"Now, on the following play, George Boss, you're going to kick the conversion."
The dressing room, reports Grosscup, exploded with laughter. "But do you know the best?" he adds. "It happened!"
As a football coach, it is Curtice's duty to keep up the morale not only of his players but of his fans. This role gets him into more service club lunches than a president of the chamber of commerce. A recent one found him rolling down the highway to Modesto, Calif., a cow and cantaloupe town in the heart of the state's thriving San Joaquin Valley with Assistant Coach Bob Ghilotti as chauffeur.
At Modesto it turned out there had been a mixup in the dates of the Rotary luncheon. "There's been a mixup in the schedule, Coach," explained the program chairman in some distress. "Today it is 'Overthrow Day.' We got to change officers. We .tried to get the highway patrol to stop you on the way down but they couldn't find you." Coach Curtice looked reproachfully at Ghilotti. "You see, Bobby, I told you that officer looked friendly. I mean he wasn't shooting at us or anything like that. We oughtn't to of run away from him like that."
The Rotarians chuckled and brightened. "All it means, Coach," soothed one, "is that you'll only have to talk 15 minutes instead of 30." "Fifteen minutes!" exploded Curtice. "I usually bow that long!"
His speech that day, when he got to make it, was typically breezy and extemporaneous. "Ya know," he said, buttoning the third button on his suit jacket, "in this state you never know whether to be Ivy League like this, or [now unbuttoning his jacket and letting his belly flop over his belt, into which he thrust his thumbs] a big, ole Cadillac-drivin' cattleman from Tay-ax-as!" As always, it drew a big laugh from his listeners.
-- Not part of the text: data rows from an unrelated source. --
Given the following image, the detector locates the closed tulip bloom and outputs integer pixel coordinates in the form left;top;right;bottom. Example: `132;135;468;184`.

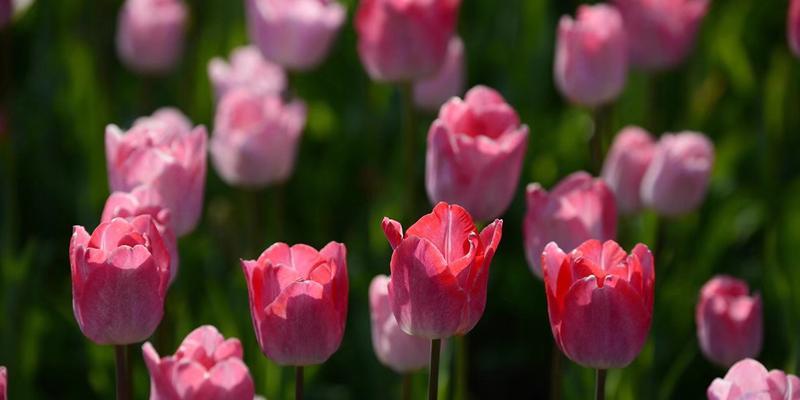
641;132;714;216
142;325;255;400
242;242;348;366
69;215;170;345
211;89;306;187
117;0;188;74
602;126;656;214
381;202;503;339
245;0;347;70
106;109;207;236
542;240;656;369
554;4;628;107
425;86;528;220
522;171;617;278
355;0;461;82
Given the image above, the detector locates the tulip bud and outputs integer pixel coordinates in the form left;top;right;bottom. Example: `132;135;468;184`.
425;86;528;220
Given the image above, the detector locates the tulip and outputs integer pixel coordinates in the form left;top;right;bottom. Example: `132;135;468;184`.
69;215;170;345
553;4;628;107
542;240;656;370
695;275;764;368
142;325;255;400
208;46;286;100
355;0;461;82
106;109;206;236
211;89;306;187
425;86;528;220
522;172;617;278
245;0;347;70
706;358;800;400
117;0;188;74
602;126;656;214
614;0;708;71
242;242;348;366
641;132;714;216
414;36;466;111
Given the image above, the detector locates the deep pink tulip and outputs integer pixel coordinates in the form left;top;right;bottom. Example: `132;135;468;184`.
355;0;461;82
522;172;617;278
211;89;306;187
425;86;528;220
117;0;189;74
381;202;503;339
69;215;170;345
641;132;714;216
245;0;347;70
106;109;207;236
553;4;628;107
614;0;709;70
142;325;255;400
542;240;656;369
695;275;764;368
602;126;656;214
706;358;800;400
242;242;348;366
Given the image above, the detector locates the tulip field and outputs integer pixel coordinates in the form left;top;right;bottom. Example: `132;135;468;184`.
0;0;800;400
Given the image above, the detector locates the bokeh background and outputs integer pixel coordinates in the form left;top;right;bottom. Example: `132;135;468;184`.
0;0;800;399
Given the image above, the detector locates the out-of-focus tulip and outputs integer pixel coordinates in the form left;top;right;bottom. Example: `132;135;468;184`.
614;0;708;70
641;132;714;216
117;0;188;74
142;325;255;400
553;4;628;107
522;171;617;278
208;46;286;100
425;86;528;220
211;89;306;187
542;240;656;369
106;109;207;236
369;275;431;373
381;202;503;339
602;126;656;214
69;215;170;345
355;0;461;82
242;242;348;366
414;36;466;111
706;358;800;400
245;0;347;70
695;275;764;368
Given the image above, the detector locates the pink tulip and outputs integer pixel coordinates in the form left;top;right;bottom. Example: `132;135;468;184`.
355;0;461;82
542;240;656;369
208;46;286;100
522;172;617;278
641;132;714;216
142;325;254;400
614;0;708;70
106;109;207;236
695;275;763;367
69;215;170;345
381;202;503;339
117;0;188;74
602;126;656;214
211;89;306;187
242;242;348;366
706;358;800;400
369;275;431;374
414;36;466;111
425;86;528;220
554;4;628;107
245;0;347;70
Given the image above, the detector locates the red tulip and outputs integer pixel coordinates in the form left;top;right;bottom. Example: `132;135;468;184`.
382;202;503;339
542;240;656;369
242;242;348;366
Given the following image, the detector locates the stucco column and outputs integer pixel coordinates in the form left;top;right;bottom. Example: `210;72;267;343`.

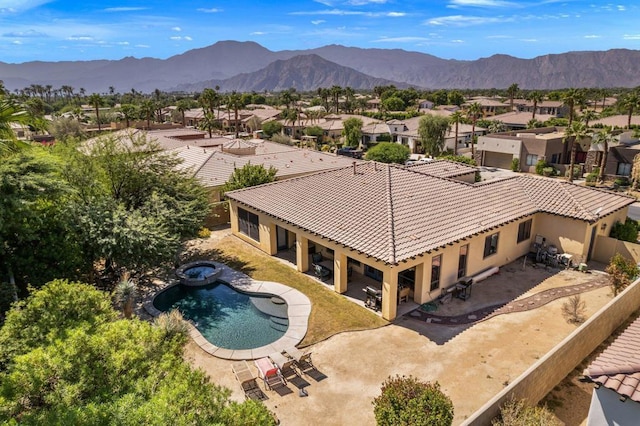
260;221;278;256
333;250;348;293
382;268;398;321
296;234;309;272
229;201;239;234
413;263;426;304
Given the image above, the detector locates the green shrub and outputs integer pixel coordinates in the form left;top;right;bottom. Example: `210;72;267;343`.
536;160;549;175
198;226;211;239
373;376;453;426
491;400;560;426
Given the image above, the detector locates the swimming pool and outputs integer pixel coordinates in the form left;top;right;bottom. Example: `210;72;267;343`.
153;281;289;349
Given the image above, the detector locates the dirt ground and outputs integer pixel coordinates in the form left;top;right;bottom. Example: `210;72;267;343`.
185;231;611;425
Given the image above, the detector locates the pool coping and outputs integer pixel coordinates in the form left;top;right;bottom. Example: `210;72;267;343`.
142;262;311;360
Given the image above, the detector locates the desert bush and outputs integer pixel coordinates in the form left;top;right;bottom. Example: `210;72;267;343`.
605;253;639;296
373;376;453;426
198;226;211;239
562;294;587;324
491;399;560;426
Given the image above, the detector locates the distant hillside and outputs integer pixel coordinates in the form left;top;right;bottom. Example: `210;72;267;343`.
0;41;640;93
175;55;407;92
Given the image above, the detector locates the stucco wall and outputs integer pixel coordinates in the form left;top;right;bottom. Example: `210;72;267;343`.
463;280;640;426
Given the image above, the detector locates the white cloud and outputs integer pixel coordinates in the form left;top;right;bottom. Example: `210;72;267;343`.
104;6;147;12
2;30;48;38
0;0;52;13
447;0;518;9
347;0;387;6
373;36;431;43
67;35;93;41
425;15;513;27
196;7;222;13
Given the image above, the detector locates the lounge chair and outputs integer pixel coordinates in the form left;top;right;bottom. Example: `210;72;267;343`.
231;361;266;401
295;352;316;374
254;358;287;390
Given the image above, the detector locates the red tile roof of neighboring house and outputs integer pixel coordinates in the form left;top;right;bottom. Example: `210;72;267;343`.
227;163;634;264
583;318;640;402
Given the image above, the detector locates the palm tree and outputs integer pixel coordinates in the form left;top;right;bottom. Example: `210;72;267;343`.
467;102;482;159
227;90;243;138
0;98;31;158
329;85;342;114
120;104;137;127
176;99;189;127
580;109;599;127
527;90;543;120
621;92;640;129
594;126;613;182
562;121;588;182
449;110;464;155
114;272;136;318
140;99;156;130
89;93;102;130
562;89;583;125
507;83;520;111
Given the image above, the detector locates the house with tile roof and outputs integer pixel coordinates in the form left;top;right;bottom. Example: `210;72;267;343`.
227;162;634;320
582;318;640;426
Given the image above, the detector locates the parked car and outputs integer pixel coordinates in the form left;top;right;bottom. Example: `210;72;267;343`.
336;146;362;159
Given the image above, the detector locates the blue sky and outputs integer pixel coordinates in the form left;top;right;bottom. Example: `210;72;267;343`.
0;0;640;63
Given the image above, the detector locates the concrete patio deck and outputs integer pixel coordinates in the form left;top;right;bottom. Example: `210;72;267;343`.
186;263;611;425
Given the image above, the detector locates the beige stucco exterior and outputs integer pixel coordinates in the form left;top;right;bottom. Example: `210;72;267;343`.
230;200;627;320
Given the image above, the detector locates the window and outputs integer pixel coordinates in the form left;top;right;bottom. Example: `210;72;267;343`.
484;232;500;257
238;207;260;241
616;163;631;176
458;244;469;278
431;254;442;291
518;219;533;243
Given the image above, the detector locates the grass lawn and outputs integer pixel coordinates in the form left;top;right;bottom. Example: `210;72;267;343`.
185;236;388;346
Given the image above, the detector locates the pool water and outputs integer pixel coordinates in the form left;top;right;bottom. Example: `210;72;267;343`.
153;282;288;349
184;266;216;280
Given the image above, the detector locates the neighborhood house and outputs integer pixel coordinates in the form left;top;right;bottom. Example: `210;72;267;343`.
227;161;633;320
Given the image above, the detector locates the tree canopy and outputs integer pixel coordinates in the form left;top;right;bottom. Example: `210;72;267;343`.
0;281;275;425
418;114;449;157
342;117;362;147
365;142;411;164
373;376;453;426
222;163;278;193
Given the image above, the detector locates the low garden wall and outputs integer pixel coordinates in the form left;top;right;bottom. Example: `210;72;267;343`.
592;235;640;264
462;279;640;426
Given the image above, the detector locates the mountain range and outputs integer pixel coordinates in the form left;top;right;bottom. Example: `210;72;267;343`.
0;41;640;93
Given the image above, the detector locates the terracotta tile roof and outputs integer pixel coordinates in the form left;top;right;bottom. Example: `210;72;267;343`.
582;318;640;402
409;160;478;178
227;162;633;264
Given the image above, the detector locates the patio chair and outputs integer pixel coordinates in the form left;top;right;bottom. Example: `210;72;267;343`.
254;358;287;390
295;352;316;374
231;361;266;401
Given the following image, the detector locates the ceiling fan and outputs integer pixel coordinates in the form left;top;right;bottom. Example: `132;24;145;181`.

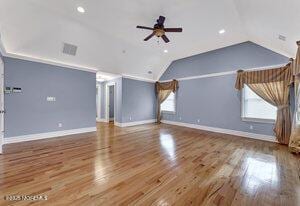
136;16;182;43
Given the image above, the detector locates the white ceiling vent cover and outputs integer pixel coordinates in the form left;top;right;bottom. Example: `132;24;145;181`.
63;43;77;56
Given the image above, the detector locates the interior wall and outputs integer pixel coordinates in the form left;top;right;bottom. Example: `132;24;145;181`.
4;57;96;138
101;77;156;123
160;42;288;138
122;78;156;122
109;86;115;119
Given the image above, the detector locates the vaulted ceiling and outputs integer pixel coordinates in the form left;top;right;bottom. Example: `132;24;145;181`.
0;0;300;80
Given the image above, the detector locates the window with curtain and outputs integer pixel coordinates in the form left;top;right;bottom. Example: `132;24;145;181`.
160;92;175;113
242;85;277;122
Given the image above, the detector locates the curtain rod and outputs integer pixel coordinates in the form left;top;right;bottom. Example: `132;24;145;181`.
158;63;287;83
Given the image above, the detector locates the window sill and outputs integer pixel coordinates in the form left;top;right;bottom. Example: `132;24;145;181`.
161;111;176;114
242;117;275;124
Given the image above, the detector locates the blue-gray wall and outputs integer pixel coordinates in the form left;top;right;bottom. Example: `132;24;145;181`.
160;42;288;135
122;78;156;122
100;77;156;123
109;86;115;118
4;57;96;137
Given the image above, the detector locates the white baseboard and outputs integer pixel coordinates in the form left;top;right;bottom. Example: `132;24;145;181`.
3;127;97;144
96;118;107;122
161;120;277;142
115;119;156;127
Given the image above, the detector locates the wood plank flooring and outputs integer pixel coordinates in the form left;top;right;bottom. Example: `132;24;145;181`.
0;123;300;206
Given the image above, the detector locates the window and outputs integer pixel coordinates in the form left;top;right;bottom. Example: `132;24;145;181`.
242;85;277;122
160;92;175;112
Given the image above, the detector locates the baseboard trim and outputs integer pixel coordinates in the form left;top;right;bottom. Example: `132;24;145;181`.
161;120;277;142
3;127;97;144
96;118;108;122
114;119;156;127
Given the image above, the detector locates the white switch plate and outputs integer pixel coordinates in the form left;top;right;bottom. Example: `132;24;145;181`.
47;97;56;102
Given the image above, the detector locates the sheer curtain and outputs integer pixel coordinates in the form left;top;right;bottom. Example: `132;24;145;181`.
289;41;300;153
235;63;293;144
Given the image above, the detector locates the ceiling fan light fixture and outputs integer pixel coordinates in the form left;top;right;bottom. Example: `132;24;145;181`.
219;29;226;34
77;6;85;13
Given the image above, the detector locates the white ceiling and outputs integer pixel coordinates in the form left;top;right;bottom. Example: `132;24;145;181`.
0;0;300;80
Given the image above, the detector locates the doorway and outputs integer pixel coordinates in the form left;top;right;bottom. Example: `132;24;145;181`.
108;85;115;122
106;82;116;122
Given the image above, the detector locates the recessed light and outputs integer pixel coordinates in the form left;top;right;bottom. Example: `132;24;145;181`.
77;6;85;13
219;29;225;34
278;34;286;41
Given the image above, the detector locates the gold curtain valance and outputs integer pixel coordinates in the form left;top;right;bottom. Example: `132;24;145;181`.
235;63;293;90
155;79;178;94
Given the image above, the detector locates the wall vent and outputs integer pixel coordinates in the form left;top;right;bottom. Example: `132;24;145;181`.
63;43;77;56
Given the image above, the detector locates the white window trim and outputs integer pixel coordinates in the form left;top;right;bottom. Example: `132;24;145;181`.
160;92;177;114
241;85;275;124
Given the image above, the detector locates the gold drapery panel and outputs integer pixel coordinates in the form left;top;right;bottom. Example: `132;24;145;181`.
235;63;293;144
155;80;178;123
289;41;300;154
247;81;292;145
235;63;293;90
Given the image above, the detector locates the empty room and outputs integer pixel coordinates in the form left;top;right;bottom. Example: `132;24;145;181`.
0;0;300;206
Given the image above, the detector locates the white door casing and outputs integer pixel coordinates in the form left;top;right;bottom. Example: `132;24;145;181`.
105;82;116;122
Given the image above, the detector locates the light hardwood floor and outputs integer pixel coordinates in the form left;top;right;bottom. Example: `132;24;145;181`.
0;123;300;206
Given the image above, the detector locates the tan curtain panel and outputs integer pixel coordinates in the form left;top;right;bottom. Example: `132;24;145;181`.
155;80;178;123
235;63;293;90
235;63;293;144
289;41;300;154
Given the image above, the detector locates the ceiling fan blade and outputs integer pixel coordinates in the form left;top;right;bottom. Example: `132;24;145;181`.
144;32;155;41
164;28;182;32
161;35;170;43
136;26;153;30
157;16;166;25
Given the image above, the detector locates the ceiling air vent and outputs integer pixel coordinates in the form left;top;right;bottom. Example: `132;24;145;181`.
63;43;77;56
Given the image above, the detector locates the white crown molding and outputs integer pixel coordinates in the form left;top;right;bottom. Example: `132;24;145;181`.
114;119;156;127
0;36;98;73
3;52;98;73
161;120;277;142
3;127;97;144
122;74;156;83
159;64;286;82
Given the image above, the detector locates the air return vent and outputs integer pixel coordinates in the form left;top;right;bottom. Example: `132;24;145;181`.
63;43;77;56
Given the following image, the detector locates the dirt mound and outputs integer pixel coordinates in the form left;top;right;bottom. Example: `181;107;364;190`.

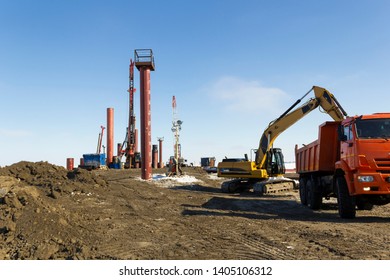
0;161;106;195
0;161;107;259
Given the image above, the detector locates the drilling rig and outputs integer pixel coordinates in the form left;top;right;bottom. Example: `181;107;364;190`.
118;59;140;168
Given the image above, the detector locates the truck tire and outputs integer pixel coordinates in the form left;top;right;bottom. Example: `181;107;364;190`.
336;176;356;219
299;177;307;206
306;179;322;210
356;200;374;210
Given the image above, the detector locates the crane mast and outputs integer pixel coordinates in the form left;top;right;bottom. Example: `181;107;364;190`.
119;59;136;168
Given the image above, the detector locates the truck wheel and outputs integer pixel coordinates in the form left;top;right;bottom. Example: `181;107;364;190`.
356;199;374;210
299;177;307;205
336;176;356;219
306;179;322;210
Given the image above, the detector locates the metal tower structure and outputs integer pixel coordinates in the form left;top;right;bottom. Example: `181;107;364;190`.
134;49;155;180
118;59;137;168
172;96;183;174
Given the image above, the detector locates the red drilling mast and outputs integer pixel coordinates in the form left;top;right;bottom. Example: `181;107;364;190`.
119;59;136;168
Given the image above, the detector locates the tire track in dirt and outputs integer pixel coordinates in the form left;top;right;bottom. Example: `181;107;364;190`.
213;232;295;260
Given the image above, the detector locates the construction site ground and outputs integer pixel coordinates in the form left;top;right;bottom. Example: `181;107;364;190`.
0;162;390;260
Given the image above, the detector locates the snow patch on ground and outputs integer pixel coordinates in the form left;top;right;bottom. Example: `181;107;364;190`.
139;174;202;188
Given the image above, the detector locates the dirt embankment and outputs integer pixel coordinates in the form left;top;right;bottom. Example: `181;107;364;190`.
0;162;390;260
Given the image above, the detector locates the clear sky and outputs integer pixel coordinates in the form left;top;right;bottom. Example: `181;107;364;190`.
0;0;390;166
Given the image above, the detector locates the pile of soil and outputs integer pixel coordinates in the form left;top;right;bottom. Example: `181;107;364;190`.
0;161;107;259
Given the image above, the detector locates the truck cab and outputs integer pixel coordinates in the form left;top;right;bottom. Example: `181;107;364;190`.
336;113;390;199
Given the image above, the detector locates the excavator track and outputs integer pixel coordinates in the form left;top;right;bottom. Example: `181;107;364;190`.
221;177;298;195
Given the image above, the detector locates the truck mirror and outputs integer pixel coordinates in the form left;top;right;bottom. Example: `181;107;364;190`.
337;125;348;142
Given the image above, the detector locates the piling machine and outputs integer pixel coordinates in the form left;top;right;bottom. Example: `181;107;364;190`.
217;86;347;194
118;59;140;168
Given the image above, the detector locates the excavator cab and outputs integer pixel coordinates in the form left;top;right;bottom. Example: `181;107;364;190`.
266;148;286;177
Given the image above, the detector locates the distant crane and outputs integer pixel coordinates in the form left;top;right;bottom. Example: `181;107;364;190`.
96;125;105;154
169;96;183;175
119;59;136;168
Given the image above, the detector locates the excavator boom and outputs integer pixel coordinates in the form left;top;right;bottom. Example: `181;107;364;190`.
256;86;347;168
218;86;347;193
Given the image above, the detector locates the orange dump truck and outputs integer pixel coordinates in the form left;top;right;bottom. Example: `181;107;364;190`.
295;113;390;218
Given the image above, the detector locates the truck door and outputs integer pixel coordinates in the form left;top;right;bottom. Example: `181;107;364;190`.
340;123;356;169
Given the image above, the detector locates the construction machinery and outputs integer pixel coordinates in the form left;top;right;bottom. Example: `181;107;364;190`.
118;59;141;168
295;113;390;219
217;86;347;194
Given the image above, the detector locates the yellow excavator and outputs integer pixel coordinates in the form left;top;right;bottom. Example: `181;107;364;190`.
217;86;347;194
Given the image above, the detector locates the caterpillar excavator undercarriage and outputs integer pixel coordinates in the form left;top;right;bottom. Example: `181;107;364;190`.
217;86;347;194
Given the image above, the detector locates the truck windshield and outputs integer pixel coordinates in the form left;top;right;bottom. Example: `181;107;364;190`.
356;119;390;139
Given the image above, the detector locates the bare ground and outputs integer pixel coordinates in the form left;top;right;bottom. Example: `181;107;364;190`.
0;162;390;260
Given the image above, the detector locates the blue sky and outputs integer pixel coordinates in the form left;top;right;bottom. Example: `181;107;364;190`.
0;0;390;166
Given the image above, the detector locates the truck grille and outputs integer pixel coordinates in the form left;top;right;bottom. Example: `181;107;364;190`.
374;158;390;174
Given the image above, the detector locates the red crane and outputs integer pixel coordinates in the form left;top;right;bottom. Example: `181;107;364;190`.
119;59;136;168
96;125;105;154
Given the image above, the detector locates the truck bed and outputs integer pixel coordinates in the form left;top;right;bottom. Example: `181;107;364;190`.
295;122;340;174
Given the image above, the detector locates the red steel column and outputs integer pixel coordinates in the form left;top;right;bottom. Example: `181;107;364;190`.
139;67;152;180
106;108;114;166
158;138;164;168
134;128;139;153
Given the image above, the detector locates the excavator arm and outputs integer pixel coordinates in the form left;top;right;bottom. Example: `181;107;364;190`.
255;86;347;169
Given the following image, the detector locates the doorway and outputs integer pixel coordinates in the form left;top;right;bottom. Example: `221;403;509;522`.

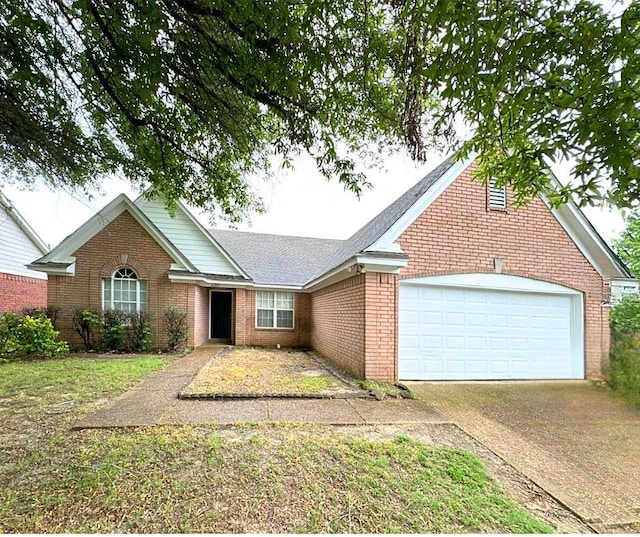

"But I would like to say I'm in what I consider a privileged profession. Just think of the privilege of one little ole short-legged, bald-headed rooster like myself who can stand out in the middle of a stadium full of 90,000 people and realize down deep in his heart that purt' near ever' one of those 90,000 people feel they can do a better job of running the team than I can!
"Lots of people ask me how I stayed in coachin' all these years—bein' so stupid and all, I mean. Well, I'll tell you. Down in Texas one year, I got the biggest, tallest and strongest two boys I could find. Then I gave each one of them one of those assorted scholarships you get at colleges down in Texas but not at Stanford—and I told these boys they had to do only one thing: after we lost a game, they had to hoist me up on their shoulders and carry me off the field. The folks would see that and they'd say, 'Oh, hell, ole Jack ain't much of a coach but you can see the kids love him.' "
Curtice becomes entirely serious when the subject of the worth of competitive sports is under discussion: "The President himself has said that the one great lack in America today was the lack of competitive sports for our youth. Russia recognizes its merit. I get tired when people say, for instance, that the Little League is having a bad effect on our youngsters. I think youngsters should find out early what it is to win—and lose. Too much of one or the other is not good for them. But it is not bad psychologically for them to have to meet defeat at an early age. It is bad for them not to. The next time you go to a Little League game, you look and see who's doing all the troublemaking. It's having a bad effect on the adults is what it's doing. That's because they never learned to be good sports when they were young. And it shows.
"It disturbs me every time I realize that only 10% of our youth is under the direction of coaches and on organized teams. You all know what unorganized corner-lot ball becomes. The great big fellow always gets to carry the ball or be at bat and the little guys never get to find out whether they are any good or not. Chances are they're really better than that great big guy but they'll never know it without organized coaching to equalize the competition."